Pada waktu awal-awal Rasulullah SAW berhijrah dari Makkah ke Madinah, Abdullah bin Ubay menghasut orang-orang agar menolak Nabi SAW dan kaum Muhajirin. Ia merasa, kalau saja sang utusan Allah tidak berpindah ke kotanya, maka penduduk setempat akan menjadikannya pemimpin tunggal.
Namun, hasutannya tidak membuahkan hasil. Jauh lebih banyak penduduk Madinah yang mendukung kepemimpinan Rasulullah SAW. Alih-alih menunjukkan permusuhan secara terbuka, Abdullah bin Ubay memilih untuk menyembunyikan kebenciannya.
Seperti dikutip dari buku Tafsir fi Zhilal al-Qur'an karya Sayyid Quthb, sejumlah ayat Alquran turun dengan sebab (asbabun nuzul) sosok Abdullah bin Ubay. Misalnya, surah al-Munaafiquun ayat kelima hingga delapan.
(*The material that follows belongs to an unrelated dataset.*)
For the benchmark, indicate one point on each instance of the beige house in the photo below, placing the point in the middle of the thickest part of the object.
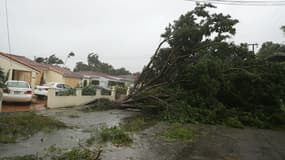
(19, 70)
(22, 68)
Pada tahun keenam Hijriyah, terjadi Perang Bani Musthaliq yang memperhadapkan antara kaum Muslimin di satu pihak dan mereka yang memusuhi Islam di pihak lain. Dalam palagan ini, pasukan Islam meraih kemenangan.
Usai pertempuran, Rasulullah SAW memimpin kaum Muslimin untuk kembali ke Madinah. Mereka singgah terlebih dahulu di Muraisik, untuk menghimpun persediaan bekal dari sumber-sumber air setempat.
Saat itu, Umar bin Khattab menyewa seseorang dari Bani Ghaffar, yakni Jahjah bin Mas'ud untuk menuntun kudanya. Kemudian, orang suruhan ini mengambil air dari sumur terdekat.
Saat hendak menimba, ia berdesak-desakan dengan sejumlah orang. Tanpa sengaja, Jahjah menyenggol Sinan bin Wabar dari Kabilah Juhani. Lalu, terjadilah cekcok mulut.
Karena emosi, Sinan berteriak sambil menyebut-nyebut nama kabilahnya, yang termasuk penduduk asli Madinah atau Anshar. "Wahai orang-orang Anshar!" katanya.
Mendengar itu, Jahjah langsung berteriak, "Wahai orang-orang Muhajirin!"